WAllah!!! Selleys Knead it polymer repair system that you can buy in ace hardware for P199. THere are cheaper polymers but theyre out of stock already.


----------



## alanranch (Feb 5, 2006)

Procedure

1. cover my tweets with masking tape. Fully covered. My tweeter housings bottom is not flat so we just molded masking tape and contoured it.

2. cover the pillars with masking tape before positioning the tweeters and placing 

thats my girl checking if the positions are correct hehe


----------



## alanranch (Feb 5, 2006)

3. positioning of the tweeters entails the use of a tape measure in determining the exact measurements and where to place the tweets.

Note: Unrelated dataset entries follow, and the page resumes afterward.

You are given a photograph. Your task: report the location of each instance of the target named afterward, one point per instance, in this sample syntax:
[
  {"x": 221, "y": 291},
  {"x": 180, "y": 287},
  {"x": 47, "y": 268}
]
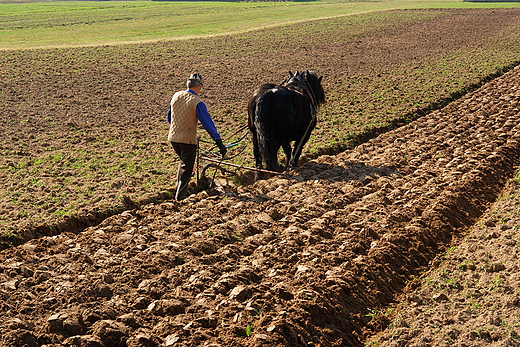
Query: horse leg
[
  {"x": 288, "y": 151},
  {"x": 271, "y": 159},
  {"x": 298, "y": 149},
  {"x": 258, "y": 158}
]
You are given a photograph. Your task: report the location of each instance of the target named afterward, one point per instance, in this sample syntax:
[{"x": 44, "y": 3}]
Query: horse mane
[{"x": 304, "y": 80}]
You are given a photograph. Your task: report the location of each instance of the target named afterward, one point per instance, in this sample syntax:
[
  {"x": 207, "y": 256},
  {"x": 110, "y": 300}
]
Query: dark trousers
[{"x": 187, "y": 154}]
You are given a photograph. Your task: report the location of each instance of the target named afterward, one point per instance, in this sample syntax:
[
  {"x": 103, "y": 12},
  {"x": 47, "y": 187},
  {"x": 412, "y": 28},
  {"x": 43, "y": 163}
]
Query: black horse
[{"x": 279, "y": 114}]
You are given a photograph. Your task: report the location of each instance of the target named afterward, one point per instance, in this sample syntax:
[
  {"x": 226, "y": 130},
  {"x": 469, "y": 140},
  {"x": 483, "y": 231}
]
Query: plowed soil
[{"x": 308, "y": 260}]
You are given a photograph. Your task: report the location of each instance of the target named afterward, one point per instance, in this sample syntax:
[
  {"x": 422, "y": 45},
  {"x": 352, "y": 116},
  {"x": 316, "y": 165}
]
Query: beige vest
[{"x": 183, "y": 126}]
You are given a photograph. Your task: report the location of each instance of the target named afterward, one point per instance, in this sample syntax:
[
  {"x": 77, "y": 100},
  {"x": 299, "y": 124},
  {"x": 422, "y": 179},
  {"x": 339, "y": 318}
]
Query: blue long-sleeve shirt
[{"x": 203, "y": 116}]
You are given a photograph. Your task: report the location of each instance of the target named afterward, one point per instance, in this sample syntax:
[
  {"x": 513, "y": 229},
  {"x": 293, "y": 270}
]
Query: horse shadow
[{"x": 348, "y": 171}]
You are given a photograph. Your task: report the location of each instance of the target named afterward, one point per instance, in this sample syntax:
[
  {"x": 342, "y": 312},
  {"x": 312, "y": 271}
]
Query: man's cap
[{"x": 195, "y": 77}]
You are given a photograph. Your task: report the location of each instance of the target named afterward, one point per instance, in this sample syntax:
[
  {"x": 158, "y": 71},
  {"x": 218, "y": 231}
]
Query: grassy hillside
[{"x": 87, "y": 23}]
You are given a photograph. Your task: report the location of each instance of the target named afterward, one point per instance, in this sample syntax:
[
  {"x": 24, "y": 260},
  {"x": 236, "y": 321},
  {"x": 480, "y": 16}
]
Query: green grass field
[{"x": 91, "y": 23}]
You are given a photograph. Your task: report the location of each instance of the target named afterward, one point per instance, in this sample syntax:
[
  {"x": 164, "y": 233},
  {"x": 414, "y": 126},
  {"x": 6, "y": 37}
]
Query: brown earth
[
  {"x": 83, "y": 130},
  {"x": 309, "y": 260}
]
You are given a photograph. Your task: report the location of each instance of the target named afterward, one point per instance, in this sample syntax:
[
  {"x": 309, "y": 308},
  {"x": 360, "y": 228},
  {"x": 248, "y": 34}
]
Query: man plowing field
[{"x": 186, "y": 107}]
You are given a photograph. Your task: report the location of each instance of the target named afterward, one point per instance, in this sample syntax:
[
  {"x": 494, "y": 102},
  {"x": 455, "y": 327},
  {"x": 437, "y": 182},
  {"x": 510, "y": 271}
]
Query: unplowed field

4. get half of polymer and mix it with your hands by massaging it with your fingers and palms until the 2 colors combined, producing a white gummy dough which has a foul odor. You only have more or less 5 mins to mix it as it hardens fast


----------



## alanranch (Feb 5, 2006)

5. Mold the polymer under the tweeters casing and place it in their respective positions on the pillars


----------



## alanranch (Feb 5, 2006)

5. After letting it harden, make an outline of the tweeter using a cutter or swiss army knife.

6. Pull the tweeter leaving a hole in the middle of the pillar covered with masking tape

7. peel off hardened mold from the tweets and take out masking tape 








** I already took out the masking tape and even the bottom of the tweeters were covered with masking tape for the mold not to stick and damage my tweets. Remember we are building a pod or platform for your tweeters.


----------



## alanranch (Feb 5, 2006)

This is how the platform looks like








8. After placing the double sided tape on the rough and smooth surface of the mold, attach the rough surface (covered with double sided tape) to the base of the tweeter and the smooth surface, also covered with tape to the desired position in the pillar which was previously marked and carefully place your tweets on the pillar.


----------



## alanranch (Feb 5, 2006)

Here is the finished product!!









Improvements
- Image more focused without time alignment and everything flat.
- Soundstage wider and bigger. Im getting the “ big picture”

Im am very happy with the outcome although image is centered its not as defined yet. So more tests and angling to come but for now Im gonna enjoy this one and do more tuning after a couple of weeks


----------